Un hombre apareció por la parte exterior del coche, preguntándole:
—¿Adónde va usted?
—A Lada.
—Bueno, entonces ya me dará usted el billete; no hay prisa... ¡Sr. D. Ramón!... ¡Señá Micaela!... (dirigiéndose con efusión al matrimonio obeso). ¡Ustedes por acá! Hace ya lo menos dos meses que no vienen a ver al chico: ya sé, ya sé que Gaspara ha parido un niño muy robusto... ¿Vienen ustedes a ver al nieto, verdad?... D.ª Micaela cada día más gorda.
—Pues no es por lo que dejo de pasar, hijito.
—¡Qué ha de pasar usted, señora! ¡Con esas espaldas y esas!... ¡Vamos, hombre, si da ganas de reír!
—Que sí, que sí, hijito; que lo estoy pasando muy mal desde el día de San Bartolomé; que lo diga Ramón si no...
—Es verdad, es verdad—bramó sordamente el elefante del marido.—Lo está pasando muy mal... A mí me parece que es histérico...
Andrés dejó de escuchar la conversación y se mudó a la otra ventanilla para seguir contemplando el paisaje. Al poco rato, el revisor se alejó y volvió a reinar silencio en el coche.
El valle se había cerrado aún más.
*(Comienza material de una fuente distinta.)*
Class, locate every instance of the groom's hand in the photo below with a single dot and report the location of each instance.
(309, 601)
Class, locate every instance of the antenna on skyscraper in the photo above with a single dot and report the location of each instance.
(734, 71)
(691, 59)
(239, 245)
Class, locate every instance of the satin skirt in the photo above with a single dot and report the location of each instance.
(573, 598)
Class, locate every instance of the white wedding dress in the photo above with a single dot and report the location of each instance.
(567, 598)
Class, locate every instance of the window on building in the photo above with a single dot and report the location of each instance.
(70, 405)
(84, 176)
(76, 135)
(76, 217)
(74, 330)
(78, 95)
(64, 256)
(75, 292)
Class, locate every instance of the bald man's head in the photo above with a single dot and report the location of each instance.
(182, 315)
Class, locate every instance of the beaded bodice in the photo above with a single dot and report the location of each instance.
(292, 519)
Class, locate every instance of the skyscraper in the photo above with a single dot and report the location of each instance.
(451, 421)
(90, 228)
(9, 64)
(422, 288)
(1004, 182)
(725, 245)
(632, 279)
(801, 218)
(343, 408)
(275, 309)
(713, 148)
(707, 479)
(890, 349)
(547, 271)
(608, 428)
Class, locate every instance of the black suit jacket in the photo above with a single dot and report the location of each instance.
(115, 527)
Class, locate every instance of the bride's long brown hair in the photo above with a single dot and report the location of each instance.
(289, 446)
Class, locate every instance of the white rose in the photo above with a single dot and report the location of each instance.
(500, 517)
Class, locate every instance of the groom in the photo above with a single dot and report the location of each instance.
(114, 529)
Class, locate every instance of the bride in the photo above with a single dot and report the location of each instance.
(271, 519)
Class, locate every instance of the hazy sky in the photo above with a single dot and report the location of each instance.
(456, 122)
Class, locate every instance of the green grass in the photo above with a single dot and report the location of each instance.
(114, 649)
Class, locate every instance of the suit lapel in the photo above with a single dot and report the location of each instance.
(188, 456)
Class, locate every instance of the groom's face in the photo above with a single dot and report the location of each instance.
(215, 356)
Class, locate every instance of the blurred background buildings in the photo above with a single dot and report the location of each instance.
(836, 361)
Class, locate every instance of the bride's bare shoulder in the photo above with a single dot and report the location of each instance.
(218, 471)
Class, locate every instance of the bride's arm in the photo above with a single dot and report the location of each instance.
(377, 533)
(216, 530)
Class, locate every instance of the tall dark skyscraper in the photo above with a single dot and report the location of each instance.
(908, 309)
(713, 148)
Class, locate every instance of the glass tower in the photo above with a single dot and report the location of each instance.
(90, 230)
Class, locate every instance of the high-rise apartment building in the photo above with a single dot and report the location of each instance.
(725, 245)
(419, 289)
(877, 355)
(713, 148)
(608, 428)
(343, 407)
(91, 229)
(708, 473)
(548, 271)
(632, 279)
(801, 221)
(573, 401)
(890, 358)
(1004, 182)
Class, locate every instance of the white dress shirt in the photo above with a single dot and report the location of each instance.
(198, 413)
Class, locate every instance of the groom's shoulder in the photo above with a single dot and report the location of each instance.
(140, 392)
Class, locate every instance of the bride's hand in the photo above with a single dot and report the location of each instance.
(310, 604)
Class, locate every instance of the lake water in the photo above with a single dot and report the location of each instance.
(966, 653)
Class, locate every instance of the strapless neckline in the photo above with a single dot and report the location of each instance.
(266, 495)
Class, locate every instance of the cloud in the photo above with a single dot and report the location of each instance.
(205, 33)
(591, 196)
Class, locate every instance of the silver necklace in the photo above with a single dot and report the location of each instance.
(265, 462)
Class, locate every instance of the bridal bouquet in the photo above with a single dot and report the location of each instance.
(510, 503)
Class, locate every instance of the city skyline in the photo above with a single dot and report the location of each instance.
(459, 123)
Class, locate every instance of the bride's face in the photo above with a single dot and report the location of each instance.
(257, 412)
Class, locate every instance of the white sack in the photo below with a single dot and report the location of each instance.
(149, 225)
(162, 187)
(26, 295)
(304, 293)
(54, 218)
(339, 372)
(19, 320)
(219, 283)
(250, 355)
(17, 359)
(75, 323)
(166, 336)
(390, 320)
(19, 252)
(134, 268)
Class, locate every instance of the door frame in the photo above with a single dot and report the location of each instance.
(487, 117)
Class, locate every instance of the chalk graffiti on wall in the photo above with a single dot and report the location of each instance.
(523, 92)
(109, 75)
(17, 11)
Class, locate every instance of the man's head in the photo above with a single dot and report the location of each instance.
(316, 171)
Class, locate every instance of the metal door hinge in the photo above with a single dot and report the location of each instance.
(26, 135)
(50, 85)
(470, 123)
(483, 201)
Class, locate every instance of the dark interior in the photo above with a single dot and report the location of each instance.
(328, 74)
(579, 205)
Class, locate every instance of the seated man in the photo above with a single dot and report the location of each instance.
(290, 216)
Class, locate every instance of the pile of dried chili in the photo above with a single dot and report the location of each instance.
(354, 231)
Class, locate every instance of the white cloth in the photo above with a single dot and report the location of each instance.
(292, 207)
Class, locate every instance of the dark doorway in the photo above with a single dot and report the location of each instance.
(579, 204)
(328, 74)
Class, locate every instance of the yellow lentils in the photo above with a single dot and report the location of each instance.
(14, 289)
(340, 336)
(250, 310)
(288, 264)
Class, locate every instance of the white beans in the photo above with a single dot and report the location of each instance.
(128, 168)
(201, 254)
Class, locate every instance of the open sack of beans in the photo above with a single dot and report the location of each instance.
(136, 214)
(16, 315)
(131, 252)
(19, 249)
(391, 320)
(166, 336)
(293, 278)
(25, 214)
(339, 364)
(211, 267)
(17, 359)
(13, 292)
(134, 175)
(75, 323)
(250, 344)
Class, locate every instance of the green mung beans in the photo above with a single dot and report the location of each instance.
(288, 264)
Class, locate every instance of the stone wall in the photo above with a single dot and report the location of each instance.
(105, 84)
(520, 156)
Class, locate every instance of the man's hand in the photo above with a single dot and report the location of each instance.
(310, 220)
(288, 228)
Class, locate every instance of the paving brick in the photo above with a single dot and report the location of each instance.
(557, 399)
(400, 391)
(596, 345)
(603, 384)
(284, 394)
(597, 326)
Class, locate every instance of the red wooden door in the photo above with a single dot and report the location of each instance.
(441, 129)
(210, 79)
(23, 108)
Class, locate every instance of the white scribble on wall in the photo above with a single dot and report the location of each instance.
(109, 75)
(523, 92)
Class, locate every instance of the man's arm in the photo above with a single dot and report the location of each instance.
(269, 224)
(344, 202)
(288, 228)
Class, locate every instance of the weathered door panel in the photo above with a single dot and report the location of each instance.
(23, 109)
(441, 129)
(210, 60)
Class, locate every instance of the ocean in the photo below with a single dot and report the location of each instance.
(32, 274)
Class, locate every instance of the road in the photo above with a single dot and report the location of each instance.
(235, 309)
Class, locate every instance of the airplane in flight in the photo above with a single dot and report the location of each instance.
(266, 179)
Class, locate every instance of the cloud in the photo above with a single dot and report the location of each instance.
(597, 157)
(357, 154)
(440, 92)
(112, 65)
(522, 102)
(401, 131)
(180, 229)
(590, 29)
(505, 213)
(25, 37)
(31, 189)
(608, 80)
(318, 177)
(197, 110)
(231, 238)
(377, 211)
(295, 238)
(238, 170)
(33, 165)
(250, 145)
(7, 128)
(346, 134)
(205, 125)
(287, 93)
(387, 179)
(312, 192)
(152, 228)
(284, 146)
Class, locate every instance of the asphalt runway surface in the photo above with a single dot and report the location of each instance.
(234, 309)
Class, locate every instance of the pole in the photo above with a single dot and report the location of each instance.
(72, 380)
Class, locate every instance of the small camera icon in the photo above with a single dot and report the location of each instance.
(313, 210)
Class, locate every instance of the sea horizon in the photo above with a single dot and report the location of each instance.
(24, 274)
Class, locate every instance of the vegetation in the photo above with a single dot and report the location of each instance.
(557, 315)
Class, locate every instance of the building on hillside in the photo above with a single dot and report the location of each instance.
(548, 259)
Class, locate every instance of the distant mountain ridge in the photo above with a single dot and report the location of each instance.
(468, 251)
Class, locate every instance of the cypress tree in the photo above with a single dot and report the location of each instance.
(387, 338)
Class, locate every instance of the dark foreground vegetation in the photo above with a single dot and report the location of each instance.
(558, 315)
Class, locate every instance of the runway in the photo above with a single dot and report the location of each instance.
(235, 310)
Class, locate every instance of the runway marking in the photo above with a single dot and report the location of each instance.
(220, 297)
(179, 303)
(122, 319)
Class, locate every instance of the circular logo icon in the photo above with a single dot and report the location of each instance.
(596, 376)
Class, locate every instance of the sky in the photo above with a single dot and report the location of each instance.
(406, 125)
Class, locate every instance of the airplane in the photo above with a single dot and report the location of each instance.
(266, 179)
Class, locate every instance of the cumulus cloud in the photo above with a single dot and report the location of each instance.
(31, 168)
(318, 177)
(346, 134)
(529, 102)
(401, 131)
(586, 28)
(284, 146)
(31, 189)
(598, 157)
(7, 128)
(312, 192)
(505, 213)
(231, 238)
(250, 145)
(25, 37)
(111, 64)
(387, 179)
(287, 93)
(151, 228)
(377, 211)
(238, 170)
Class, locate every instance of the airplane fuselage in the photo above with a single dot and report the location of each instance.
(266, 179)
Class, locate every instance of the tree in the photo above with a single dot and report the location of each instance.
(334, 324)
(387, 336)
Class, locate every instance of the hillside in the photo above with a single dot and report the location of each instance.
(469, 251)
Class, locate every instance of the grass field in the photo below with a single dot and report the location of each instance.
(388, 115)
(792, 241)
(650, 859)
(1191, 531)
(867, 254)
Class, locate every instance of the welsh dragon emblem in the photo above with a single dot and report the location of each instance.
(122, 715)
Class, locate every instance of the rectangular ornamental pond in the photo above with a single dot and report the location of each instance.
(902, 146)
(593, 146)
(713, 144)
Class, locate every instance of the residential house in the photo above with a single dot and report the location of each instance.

Las faldas de los montes avanzaban casi hasta el borde de la vía, dejando poquísimo espacio de campo. A trechos, sólo quedaba la anchura suficiente para el paso del riachuelo que corría por la cañada. Los árboles extendían de cerca, y por entrambos lados, sus ramas, cual si tratasen de atajar la marcha del tren.